Thankfully I have grown to have a deep sense of self-awareness, otherwise I would have never began to work on these issues. It all came to me through my spiritual journey and experiences I had that were mirroring the past. The additional problems made me take a hard look into my past. In my early 20’s I was still battling deeper anger and came to a point of being a bit violent myself. Around that time though, I began to accept myself as I am physically and eventually overcame issues with body-image, I still work on keeping that healthy today, through all of the media brainwashing we’re all subjected to about body image and definitions or expectations of what “success” is supposed to look like. Meditation in my mid-20’s extremely helped with finding inner peace and diminishing any violent tendencies. Abandonment issues have began to be resolved but it took so long for that to begin. I was very unaware of how to start working on them until my toxic interactions with people and toxic relationships/friendships I attracted eventually begin to take a toll on my mental health. I have began to set my boundaries and say “no” more often, in favor of myself and it feels fucking amazing!

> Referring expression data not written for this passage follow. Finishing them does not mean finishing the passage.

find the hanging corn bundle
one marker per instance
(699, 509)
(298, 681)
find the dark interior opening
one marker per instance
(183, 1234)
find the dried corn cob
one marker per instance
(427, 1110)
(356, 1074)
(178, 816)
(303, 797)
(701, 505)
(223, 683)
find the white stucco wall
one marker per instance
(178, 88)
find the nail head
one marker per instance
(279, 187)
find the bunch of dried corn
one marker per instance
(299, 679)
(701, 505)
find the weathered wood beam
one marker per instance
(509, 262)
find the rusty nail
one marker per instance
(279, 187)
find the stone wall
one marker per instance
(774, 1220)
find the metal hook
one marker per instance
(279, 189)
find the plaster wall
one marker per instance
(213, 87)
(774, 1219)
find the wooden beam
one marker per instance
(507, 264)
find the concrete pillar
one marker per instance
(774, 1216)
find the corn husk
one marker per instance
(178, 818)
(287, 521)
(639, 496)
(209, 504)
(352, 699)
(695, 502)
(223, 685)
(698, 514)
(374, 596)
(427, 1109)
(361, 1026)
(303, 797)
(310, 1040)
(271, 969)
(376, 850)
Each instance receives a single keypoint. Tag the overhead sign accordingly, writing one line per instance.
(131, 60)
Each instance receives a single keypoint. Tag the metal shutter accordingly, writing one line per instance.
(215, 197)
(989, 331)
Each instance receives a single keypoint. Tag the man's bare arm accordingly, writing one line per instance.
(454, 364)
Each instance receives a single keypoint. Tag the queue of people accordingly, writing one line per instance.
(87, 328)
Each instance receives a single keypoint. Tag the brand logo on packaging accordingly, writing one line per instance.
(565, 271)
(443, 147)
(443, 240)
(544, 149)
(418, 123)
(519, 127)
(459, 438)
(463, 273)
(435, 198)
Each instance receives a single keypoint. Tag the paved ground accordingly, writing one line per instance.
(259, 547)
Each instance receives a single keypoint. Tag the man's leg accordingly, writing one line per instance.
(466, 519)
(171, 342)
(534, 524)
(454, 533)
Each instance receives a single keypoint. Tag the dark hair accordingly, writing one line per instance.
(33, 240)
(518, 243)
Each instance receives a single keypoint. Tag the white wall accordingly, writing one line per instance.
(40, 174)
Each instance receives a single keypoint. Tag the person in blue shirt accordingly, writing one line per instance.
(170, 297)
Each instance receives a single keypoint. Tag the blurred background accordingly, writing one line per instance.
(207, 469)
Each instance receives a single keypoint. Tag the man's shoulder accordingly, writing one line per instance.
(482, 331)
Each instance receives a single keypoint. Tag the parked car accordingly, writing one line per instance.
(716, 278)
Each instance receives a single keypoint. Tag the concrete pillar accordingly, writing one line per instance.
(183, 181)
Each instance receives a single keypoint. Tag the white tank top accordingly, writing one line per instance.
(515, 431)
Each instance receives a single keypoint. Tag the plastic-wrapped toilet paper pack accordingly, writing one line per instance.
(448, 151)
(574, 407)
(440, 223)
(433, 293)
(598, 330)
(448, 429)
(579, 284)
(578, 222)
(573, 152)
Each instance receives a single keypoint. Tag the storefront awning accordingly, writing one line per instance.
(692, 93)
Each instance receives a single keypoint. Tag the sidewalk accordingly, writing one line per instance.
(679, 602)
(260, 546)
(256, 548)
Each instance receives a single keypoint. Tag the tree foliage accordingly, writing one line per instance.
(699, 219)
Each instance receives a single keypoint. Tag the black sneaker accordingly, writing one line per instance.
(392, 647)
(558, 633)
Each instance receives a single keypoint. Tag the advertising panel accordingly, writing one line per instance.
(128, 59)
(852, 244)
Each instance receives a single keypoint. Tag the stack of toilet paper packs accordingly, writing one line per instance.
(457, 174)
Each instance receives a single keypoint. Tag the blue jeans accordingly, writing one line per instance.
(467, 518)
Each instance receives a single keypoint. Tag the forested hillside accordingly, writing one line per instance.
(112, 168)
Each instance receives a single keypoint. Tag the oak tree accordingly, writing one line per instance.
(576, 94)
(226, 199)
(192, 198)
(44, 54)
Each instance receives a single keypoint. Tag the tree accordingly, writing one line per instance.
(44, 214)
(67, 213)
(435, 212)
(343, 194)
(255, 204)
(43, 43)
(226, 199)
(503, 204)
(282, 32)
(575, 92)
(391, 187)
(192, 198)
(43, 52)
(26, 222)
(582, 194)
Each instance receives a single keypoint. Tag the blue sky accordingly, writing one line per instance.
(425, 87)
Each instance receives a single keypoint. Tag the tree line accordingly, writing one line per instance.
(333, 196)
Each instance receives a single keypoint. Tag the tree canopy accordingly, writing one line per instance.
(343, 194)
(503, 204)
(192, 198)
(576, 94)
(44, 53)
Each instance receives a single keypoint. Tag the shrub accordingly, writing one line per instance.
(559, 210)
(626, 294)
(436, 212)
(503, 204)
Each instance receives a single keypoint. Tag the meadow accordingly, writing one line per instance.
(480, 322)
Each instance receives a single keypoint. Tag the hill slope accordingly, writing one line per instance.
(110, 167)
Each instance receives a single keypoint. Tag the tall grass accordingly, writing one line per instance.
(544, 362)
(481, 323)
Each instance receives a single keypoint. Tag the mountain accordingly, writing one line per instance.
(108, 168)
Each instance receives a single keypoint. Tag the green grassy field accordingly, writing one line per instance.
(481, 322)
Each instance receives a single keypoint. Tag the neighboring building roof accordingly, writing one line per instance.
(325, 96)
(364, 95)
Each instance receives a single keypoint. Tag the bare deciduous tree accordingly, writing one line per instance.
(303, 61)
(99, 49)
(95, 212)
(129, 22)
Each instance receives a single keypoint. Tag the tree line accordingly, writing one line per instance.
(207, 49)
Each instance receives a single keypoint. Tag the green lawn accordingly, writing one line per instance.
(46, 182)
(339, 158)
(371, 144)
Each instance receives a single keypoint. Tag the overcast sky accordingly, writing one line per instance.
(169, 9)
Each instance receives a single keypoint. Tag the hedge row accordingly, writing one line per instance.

Emotional detachment from family also affected me to where I became detached myself. Through spirituality, once again, I started to “open my heart” and feel a deeper sense of joy and hope. As fucked up as things transpired in my early life, everything I’ve been through as a push towards loving myself and feeling sufficient within myself. Feeling full and realizing that I’m enough all by myself without needing outside approval or needing to be liked by anyone. In the last 7 years I have learned to enjoy my own company and become my own best friend! Reducing negative self-talk and trading it in for positive-self-talk instead. I pride myself in not passing those toxic patterns onto my children. Everything I did not receive growing up, I give to them! I can’t imagine doing any of the things to them that were done to me. I feel sick thinking about it. They are happy healthy kids that freely come to me unrestrained and unbound. Unafraid to reveal to me, even their mistakes.
I broke the chains of abuse and I’m moving on with my life but not without the healing process. I am thankful to have encountered it. I’m going to cry, get pissed, curse etc. but it is all a part of my recovery. I see new opportunities and new blessings on the horizon as I clean out the closet, and I am 100% deserving of everything that is amazing in life!
I am 100% deserving of everything that is amazing in life!